Both of us have mothers who place a good deal of emphasis on living a healthy lifestyle.  Eat right, exercise, etc.  My mother's undergraduate degree is in dietetics, so she often tries to reinforce healthy habits in my family.  Again, not a bad thing to teach, and again, I greatly appreciate these lessons.  However, being a typical stubborn teenager as well as a bit of a geek, I hated exercise.  After having half of my thyroid removed after my junior year of high school, my metabolism slowed quite a bit, and I gained weight.  At some point in my early college years (sophomore year, if I remember correctly), my mom (with only good intentions) mentioned that I could stand to lose a few pounds.  It was only out of concern for my health, but she mentioned that "the first thing a boy sees is appearance."  Unintentionally, she made me feel vulnerable and undesirable, which did nothing to help me through this period of insecurity.  My mentor was going through a similar struggle with her mother, and during one of our late-night life talks, she helped me realize that, ultimately, a few extra pounds is not going to matter to the right guy, and that weight does not equal beauty.  Once I began to tell myself on a regular basis that I AM beautiful, I started to believe it.

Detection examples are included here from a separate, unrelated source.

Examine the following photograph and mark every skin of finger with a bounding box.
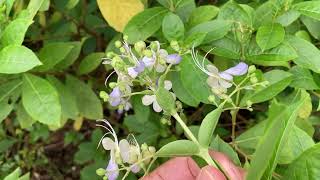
[209,151,245,180]
[196,166,226,180]
[142,157,200,180]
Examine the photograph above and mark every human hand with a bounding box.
[142,151,245,180]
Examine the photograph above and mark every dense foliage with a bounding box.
[0,0,320,180]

3.  They once thought they were beautiful and some life circumstance (usually pregnancy and/or weight gain) caused their view of themselves to change. One thing that people often miss about feeling beautiful is that it's not about making yourself beautiful.  It's about being comfortable in your own skin, no matter your complexion, dress size, hair color, or height.  By telling me that I needed to lose weight with potential boyfriends as the reason, my mom subconsciously put a standard for beauty in my head...one that did not match what I looked like.

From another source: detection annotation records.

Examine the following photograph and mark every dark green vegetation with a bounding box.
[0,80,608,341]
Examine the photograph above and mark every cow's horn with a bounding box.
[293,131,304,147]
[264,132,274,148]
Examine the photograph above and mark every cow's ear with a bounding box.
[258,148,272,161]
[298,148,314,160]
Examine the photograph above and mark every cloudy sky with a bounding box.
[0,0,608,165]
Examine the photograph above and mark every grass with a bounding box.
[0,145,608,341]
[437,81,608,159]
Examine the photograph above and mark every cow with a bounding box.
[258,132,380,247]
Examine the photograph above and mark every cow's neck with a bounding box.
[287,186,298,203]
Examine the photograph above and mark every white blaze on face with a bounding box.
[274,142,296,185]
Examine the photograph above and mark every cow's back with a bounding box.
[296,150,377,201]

Looping back to "What Not To Wear," one aspect of the show that I love is that Stacy London and Clinton Kelly tell every single participant that they are beautiful and that everyone deserves to feel beautiful.  If each person believes that they deserve to feel beautiful, then they should show that in how they present themselves.  Stacy (yes, I refer to them by their first names...I feel like we could be BFFs) has a quote that I absolutely love: "I believe every person is beautiful.  What you do with that beauty, how you develop it, is up to you."

*****

One thing that has helped me with my body image is my faith.  In the past few places I have lived, I have written on the mirror in dry erase marker, "You are fearfully and wonderfully made."  (Psalm 139:14, paraphrased).  Once I started telling myself I was beautiful, I began to better understand what my parents tried to tell me about being made in His image (Genesis 1:27).  It is one thing to hear that God made you the way you are, and that in and of itself is beautiful, and another to really see that beauty and understand that because you were created by a perfect God and made in His image, you are not only beautiful.  His beauty and majesty shine THROUGH you, just as they shine through every other part of His creation.

Since my ultimate goal in life right now is to become a high school teacher, I am trying to work on ways I can reinforce in my future students that they are all beautiful.  Because I struggled with this for so long, it is an issue very dear to me.  I hope and pray that God will allow me to be an example to those young women, and that they will see that once they accept their God-given beauty, they can accomplish so much through being themselves and who God wants them to be.